Tim said:

True, but the next harmonic is the 3rd, easily blocked by inductance above

resonance.

Okay, if you are only interested in the fundamental, lets see what we

know.

The voltage across the capacitor is identical to the voltage across

the resistor: Vr=Vc

The current through the capacitor is at right angles to the current

through the resistor, and the vector sum of those two must equal the

inductor current, since it is in series.

By Pythagorous: Il^2=Ic^2+Ir^2

The vector sum of either the resistor voltage or the identical

capacitor voltage and the inductor voltage is equal to the source

voltage.

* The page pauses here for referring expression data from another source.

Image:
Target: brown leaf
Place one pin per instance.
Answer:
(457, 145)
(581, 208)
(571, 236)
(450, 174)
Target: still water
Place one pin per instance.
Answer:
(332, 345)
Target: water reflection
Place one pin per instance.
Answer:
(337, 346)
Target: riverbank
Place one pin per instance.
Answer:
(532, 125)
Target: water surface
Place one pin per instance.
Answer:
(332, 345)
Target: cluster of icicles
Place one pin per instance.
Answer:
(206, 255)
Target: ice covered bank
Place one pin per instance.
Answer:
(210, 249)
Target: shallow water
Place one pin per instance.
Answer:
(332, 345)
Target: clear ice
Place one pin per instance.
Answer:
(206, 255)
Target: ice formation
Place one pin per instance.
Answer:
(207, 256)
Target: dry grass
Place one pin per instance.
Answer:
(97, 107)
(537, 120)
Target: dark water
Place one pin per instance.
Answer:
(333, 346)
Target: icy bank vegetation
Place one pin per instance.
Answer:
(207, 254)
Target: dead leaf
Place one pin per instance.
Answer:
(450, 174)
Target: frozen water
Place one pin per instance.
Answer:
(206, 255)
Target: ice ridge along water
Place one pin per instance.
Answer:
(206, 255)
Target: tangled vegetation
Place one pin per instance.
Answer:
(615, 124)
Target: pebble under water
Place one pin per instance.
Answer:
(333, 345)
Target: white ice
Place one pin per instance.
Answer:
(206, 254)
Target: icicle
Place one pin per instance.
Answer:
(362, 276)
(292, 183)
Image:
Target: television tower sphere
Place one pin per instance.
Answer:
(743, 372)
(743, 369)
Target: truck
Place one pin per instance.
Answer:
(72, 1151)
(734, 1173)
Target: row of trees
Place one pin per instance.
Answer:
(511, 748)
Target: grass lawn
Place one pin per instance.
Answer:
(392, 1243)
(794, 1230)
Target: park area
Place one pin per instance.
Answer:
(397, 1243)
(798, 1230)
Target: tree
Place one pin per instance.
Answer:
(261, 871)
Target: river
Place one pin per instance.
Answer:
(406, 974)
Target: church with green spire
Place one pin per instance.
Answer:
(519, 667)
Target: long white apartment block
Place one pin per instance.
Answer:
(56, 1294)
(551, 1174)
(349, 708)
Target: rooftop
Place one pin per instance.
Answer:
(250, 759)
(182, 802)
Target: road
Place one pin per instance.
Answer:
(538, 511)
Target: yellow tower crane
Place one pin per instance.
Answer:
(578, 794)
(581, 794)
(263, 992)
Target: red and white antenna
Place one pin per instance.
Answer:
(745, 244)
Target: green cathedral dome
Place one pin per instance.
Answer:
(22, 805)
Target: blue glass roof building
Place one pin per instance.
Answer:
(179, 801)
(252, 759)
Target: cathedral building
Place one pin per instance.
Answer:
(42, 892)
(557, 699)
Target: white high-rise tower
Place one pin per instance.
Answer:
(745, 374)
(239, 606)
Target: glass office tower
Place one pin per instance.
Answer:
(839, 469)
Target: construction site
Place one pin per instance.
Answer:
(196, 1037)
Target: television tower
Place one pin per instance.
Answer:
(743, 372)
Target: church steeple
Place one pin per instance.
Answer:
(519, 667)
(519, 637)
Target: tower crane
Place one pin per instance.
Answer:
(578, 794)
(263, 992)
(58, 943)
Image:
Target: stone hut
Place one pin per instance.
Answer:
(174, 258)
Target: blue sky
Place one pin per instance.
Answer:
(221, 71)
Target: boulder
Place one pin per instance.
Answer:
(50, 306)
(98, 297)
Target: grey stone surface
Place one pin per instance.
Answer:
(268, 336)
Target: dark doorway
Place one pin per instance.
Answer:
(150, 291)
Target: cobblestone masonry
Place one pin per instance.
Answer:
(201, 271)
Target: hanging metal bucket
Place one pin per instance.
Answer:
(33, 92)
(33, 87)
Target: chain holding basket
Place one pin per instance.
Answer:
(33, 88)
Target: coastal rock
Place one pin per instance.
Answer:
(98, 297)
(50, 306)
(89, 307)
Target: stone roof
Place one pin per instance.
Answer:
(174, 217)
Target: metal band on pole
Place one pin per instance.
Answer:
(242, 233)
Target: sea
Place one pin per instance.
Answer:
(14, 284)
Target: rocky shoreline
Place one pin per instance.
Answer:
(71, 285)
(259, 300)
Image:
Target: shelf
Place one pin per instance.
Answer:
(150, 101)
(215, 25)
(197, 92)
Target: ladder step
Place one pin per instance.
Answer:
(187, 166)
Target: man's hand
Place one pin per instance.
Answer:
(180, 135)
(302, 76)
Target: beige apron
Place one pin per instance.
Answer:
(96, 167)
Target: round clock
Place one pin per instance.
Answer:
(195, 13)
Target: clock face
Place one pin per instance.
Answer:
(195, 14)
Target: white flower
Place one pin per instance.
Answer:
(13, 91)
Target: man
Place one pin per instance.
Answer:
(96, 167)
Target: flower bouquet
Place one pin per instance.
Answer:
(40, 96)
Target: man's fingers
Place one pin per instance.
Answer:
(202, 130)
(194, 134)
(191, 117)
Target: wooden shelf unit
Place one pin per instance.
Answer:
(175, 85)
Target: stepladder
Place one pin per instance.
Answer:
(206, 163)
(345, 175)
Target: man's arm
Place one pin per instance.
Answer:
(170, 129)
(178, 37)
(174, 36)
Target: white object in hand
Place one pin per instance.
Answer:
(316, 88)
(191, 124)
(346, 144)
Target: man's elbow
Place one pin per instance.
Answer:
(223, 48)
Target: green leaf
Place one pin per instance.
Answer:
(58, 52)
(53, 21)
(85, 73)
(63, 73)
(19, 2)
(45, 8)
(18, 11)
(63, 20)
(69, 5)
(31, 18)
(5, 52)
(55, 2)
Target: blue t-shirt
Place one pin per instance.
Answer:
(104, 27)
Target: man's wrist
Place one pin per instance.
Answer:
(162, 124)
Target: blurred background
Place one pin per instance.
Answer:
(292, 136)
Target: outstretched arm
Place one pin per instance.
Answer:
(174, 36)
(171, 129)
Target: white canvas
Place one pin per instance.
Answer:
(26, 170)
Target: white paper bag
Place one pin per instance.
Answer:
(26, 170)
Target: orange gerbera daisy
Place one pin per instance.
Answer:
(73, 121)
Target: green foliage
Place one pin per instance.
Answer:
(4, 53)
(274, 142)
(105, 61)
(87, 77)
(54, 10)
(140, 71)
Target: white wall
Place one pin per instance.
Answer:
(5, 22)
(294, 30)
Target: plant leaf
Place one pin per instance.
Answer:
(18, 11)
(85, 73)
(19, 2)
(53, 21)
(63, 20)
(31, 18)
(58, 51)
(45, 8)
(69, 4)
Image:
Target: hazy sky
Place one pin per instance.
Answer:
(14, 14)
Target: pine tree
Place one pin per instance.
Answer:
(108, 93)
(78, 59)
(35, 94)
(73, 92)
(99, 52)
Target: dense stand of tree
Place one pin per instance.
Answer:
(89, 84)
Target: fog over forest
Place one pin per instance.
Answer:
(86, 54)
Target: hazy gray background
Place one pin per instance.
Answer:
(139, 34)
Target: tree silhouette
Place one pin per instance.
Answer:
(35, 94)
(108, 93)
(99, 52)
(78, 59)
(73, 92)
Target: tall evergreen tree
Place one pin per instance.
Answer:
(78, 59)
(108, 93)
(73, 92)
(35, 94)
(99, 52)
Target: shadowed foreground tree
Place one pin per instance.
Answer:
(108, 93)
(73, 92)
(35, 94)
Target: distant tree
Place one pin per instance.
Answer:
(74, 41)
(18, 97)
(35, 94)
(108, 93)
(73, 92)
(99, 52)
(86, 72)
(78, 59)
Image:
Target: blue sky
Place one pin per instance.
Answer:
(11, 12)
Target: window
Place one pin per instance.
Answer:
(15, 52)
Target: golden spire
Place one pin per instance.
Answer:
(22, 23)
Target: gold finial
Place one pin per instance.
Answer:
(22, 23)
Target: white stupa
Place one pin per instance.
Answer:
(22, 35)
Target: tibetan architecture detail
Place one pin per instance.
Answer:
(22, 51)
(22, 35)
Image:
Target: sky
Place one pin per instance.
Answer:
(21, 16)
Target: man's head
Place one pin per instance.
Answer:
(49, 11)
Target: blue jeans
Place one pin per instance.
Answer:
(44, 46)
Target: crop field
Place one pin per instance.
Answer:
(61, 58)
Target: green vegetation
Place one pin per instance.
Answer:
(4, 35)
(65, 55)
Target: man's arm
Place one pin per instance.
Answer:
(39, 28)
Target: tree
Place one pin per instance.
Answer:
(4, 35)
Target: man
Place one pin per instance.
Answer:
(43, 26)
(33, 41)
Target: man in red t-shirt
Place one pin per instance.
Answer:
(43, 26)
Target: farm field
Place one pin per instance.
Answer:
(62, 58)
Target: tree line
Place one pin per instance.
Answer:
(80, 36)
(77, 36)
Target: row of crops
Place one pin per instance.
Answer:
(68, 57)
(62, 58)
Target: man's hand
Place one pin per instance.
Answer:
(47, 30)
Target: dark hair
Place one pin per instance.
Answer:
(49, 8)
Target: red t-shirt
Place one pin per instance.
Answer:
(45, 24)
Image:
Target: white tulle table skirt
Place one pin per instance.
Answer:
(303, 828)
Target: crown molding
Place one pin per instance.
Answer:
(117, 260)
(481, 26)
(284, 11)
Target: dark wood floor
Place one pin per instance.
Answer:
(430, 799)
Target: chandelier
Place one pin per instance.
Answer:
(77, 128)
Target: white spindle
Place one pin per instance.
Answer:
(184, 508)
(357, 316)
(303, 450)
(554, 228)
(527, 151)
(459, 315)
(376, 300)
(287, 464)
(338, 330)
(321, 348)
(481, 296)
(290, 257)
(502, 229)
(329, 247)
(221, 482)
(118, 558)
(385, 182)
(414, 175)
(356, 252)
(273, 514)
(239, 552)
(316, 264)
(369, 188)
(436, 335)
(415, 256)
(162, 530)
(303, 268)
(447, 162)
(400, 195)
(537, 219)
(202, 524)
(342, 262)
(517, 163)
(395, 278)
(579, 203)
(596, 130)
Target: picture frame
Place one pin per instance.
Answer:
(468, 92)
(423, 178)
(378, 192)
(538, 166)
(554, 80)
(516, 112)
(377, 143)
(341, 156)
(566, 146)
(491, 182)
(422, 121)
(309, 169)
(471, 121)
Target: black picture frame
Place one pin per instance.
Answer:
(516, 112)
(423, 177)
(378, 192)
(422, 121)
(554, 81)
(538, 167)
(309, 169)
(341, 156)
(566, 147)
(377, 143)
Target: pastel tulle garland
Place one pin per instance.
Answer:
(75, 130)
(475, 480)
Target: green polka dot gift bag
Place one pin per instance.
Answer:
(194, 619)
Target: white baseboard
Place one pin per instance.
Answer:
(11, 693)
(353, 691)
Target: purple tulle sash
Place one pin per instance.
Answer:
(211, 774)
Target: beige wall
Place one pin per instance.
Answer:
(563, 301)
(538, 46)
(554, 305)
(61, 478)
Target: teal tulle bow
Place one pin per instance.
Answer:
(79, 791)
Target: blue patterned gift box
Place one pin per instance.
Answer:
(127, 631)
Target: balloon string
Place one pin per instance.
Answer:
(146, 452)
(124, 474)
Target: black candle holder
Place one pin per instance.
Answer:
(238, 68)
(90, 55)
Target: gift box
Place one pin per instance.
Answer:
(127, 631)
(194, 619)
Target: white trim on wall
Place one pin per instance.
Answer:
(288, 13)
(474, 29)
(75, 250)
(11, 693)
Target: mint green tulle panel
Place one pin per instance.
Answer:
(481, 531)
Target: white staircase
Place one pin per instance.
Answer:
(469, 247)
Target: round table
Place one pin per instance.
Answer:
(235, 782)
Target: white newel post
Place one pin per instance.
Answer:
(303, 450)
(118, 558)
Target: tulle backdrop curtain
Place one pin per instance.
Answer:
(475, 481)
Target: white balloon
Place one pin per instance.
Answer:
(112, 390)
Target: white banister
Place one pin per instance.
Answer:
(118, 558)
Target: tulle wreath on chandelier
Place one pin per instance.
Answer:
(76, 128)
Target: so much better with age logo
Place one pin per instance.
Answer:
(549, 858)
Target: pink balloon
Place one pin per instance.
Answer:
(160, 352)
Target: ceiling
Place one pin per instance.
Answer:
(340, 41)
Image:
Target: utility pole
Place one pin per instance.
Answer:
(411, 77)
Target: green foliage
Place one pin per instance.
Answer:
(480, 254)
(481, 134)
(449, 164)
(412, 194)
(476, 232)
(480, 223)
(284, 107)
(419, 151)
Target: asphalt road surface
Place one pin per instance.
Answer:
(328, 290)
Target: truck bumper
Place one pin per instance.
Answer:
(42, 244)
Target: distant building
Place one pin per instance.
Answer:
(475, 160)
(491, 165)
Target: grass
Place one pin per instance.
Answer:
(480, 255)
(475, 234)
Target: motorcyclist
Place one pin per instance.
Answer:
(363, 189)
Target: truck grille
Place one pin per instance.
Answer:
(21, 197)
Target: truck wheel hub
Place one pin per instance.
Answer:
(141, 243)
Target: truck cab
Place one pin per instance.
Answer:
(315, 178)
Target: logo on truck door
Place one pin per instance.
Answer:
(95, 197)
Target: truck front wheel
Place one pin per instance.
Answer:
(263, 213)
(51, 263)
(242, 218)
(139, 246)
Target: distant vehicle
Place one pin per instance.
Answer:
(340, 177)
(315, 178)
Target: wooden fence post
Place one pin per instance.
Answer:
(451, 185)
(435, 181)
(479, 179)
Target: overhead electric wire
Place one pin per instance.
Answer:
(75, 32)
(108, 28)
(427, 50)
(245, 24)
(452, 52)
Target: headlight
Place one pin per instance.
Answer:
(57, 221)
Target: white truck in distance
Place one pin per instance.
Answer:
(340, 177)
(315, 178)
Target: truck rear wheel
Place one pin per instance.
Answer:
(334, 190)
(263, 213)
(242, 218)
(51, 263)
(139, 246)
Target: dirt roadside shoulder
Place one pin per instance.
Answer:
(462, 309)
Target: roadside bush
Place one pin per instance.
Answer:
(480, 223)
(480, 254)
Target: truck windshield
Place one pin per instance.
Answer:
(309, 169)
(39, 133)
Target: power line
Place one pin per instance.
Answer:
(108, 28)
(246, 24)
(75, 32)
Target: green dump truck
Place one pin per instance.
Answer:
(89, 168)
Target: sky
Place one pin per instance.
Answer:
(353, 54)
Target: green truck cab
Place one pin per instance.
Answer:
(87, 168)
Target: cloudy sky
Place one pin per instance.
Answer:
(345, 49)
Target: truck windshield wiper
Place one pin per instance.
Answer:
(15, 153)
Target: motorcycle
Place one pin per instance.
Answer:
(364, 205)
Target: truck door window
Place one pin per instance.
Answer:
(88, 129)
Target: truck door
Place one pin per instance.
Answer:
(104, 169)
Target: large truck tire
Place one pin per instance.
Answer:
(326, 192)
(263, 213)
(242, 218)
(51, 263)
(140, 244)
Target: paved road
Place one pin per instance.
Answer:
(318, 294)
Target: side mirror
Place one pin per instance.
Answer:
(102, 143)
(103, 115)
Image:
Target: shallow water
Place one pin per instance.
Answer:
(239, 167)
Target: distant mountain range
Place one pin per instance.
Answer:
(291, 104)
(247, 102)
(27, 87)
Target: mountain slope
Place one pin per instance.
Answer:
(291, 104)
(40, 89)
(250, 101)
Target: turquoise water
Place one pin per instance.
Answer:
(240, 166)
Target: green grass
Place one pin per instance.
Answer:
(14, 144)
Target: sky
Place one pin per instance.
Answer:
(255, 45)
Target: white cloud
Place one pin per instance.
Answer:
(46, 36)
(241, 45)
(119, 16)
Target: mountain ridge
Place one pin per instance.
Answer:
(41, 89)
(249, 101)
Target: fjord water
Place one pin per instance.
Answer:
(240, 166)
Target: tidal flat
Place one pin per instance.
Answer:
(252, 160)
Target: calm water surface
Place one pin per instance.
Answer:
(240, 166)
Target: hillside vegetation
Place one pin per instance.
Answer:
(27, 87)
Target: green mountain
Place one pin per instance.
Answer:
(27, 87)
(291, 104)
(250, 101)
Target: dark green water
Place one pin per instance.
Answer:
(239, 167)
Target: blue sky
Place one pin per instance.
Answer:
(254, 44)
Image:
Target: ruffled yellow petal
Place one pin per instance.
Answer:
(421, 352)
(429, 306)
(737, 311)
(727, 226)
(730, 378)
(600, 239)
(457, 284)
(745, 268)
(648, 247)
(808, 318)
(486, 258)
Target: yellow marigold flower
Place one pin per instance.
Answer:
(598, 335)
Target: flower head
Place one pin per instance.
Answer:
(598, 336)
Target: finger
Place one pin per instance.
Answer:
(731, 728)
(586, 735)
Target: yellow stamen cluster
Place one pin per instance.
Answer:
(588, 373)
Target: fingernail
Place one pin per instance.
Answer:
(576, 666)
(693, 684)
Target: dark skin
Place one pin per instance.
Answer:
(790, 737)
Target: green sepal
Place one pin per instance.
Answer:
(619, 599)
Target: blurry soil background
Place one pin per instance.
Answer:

Vs=Vr+Vl or Vs=Vc+Vl

The inductor current and capacitor currents are at right angles to

their voltages (in opposite directions).

Since you are assuming resonance, the magnitude of the ratio of

inductor voltage divided by inductor current equals the magnitude of

the capacitor voltage divided by the capacitor current:

|Vl/Il|=|Vc/Ic|

or |j*(2*pi*f*L)|=|-j/(2*pi*f*C)|

or 2*pi*f*L=1/(2*pi*f*C

Unfortunately, I am too out of practice to combine these facts in a

phasor diagram so all I can suggest is a pair of loop equations solved

for the two complex currents, Ia and Ib.

Vs=Ia*[(j*2*pi*L)+R] -Ib*R

0=Ib*[R-j/(2*pi*f*C)] -Ia*R

and at resonance, I assume 2*pi*f*L=1/(2*pi*f*C)

Ztotal = Vs/Ia

But then, Ztotal = j*2*pi*f*L + 1/[(1/R) + (2*pi*f*C)/(-j)]

However, I would just plug the component values into LTspice and see

what current the simulation passes per volt of source.